Serve the pork roast and vegetables with a nice Syrah from the Northern Rhone. Fall vegetables and roasted pork provide plenty of deep earthy flavors to pair with the wine.


  • 2.5 – 3 lb. Center cut pork loin roast, outer fat trimmed down to ¼ inch.
  • 1 Tbsp fresh rosemary, finely chopped.
  • 4 celery stalks, cut into sticks
  • 2 leeks, cut in half lengthwise, then cut into 3” sections
  • 4 cloves of garlic, peeled
  • 6 heirloom carrots, scrubbed but not peeled. If the carrots are thick, you may want to cut them in half lengthwise.
  • 1 cup brussels sprouts
  • 1 bay leaf
  • ½ Cinderella pumpkin, peeled, seeded and cut into 6 segments
  • 1 Head of purple cauliflower, cut into florets
  • 8 oz. white wine
  • Extra virgin olive oil in a sprayer
  • 1 heaping Tbsp of flour, mixed well in 3 oz. of cold water
  • Kosher salt and freshly ground pepper


  • Pre-heat oven to 350 deg. F
  • Salt and pepper the outer surface of the roast, then coat with the rosemary
  • As you prep the vegetables, spray them lightly with EVOO
  • Place the pork roast, celery, leeks, and garlic in a 10×13” roasting pan and roast for 45 minutes.
  • Remove the roast from the oven, add the carrots, brussels sprouts, pumpkin, cauliflower, bay leaf and wine to the pan.
  • Return the full pan to the oven, and roast until the pork reaches an internal temperature of 165 F.
  • Turn off the oven.
  • Remove from the oven, pour off the liquid from the pan into a large measuring cup, remove the pork and cover loosely with foil.
  • Return the pan of vegetables to the oven to keep warm
  • Degrease the pan liquid, I use a bulb syringe to extract the drippings and leave the fat behind.
  • Heat the pan liquid in a saucepan over high heat, stir in about ½ of the flour water mixture and bring to a boil. Use the remaining flour/water mixture if necessary to get the proper consistency. Adjust the gravy seasoning.
  • Plate the meal, pour the wine and enjoy!

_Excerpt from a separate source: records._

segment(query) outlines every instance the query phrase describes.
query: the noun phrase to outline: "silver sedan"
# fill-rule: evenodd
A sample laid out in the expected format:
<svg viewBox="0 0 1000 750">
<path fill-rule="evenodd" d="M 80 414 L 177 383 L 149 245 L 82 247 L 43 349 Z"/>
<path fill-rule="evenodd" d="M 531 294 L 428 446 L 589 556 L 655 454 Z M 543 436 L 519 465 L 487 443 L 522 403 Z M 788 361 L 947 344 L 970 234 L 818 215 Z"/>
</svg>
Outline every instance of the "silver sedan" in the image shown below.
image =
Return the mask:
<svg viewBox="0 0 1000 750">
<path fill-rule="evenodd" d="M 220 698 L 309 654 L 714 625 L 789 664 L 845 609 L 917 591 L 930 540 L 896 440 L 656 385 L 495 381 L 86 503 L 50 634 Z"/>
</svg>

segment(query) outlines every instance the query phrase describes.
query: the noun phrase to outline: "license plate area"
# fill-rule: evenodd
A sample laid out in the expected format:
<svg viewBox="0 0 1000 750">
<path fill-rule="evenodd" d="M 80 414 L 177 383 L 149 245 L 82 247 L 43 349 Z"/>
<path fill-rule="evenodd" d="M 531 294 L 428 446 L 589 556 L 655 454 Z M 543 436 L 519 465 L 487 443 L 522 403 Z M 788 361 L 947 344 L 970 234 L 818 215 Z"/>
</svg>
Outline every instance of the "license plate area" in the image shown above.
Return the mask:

Low light = slow shutter speed. I'd still take the motion blur and preserve the moment

Once in a lifetime tasting – 1992 Domaine Jean-Louis Chave Hermitage Rouge with Jean-Louis and Erin Chave


19 Responses to “Rôti de Cochon Tout Simplement et Hermitage #Winophiles”
  1. culinarycam says:

    GREAT post, Jeff. I clearly need to explore more of the Rhone wines.

  2. Duff's Wines says:

    Love the Rhone and appreciated your take on it. Great pics.

  3. I love wines with that bacony, earthy, herby, leathery profile. Putting these on my list to try as well as the pork recipe – it is stunning! Your photos are stunning and now I have Rhone on my mind, the Hermitage Chapel is creating a bit of Saturday wanderlust.

  4. One of these days I am going to splurge on a Hermitage. Maybe on a special date night. Thanks for sharing the information on a lesser expensive bottle.

  5. I’m glad to learn more about the northern Rhone. I think this region earned a stop on our next trip for sure!

  6. A wonderful introduction to Northern Rhone Jeff! Actually I noted in my post I’ve not had any Northern Rhone wine. Not quite true, I’ve had Condrieu. I’m particularly fond of Syrah with a bit of Viognier in the blend. The challenge for me is that we’ve got quite a few producers who rock Syrah here in California that lean toward the Old World (Bedrock, Qupe, our friend William at Two Shepherds) So far I’ve found these wines to be very pleasing to my palate. Having said that, I’ll have to look for the Chave Hermitage you recommended here! I’ve always wanted to try one! Oh great reminder on the serving temp of the wine…it most certainly matters!

    • Martin, those California Syrah producers were my introduction and several still rate very highly. I’d also add Wind Gap and Anthill Farms to your already good list! Still, there’s nothing quite like the Northern Rhone.

  7. Great article, beautiful photos and delicious meal. I am saving this recipe.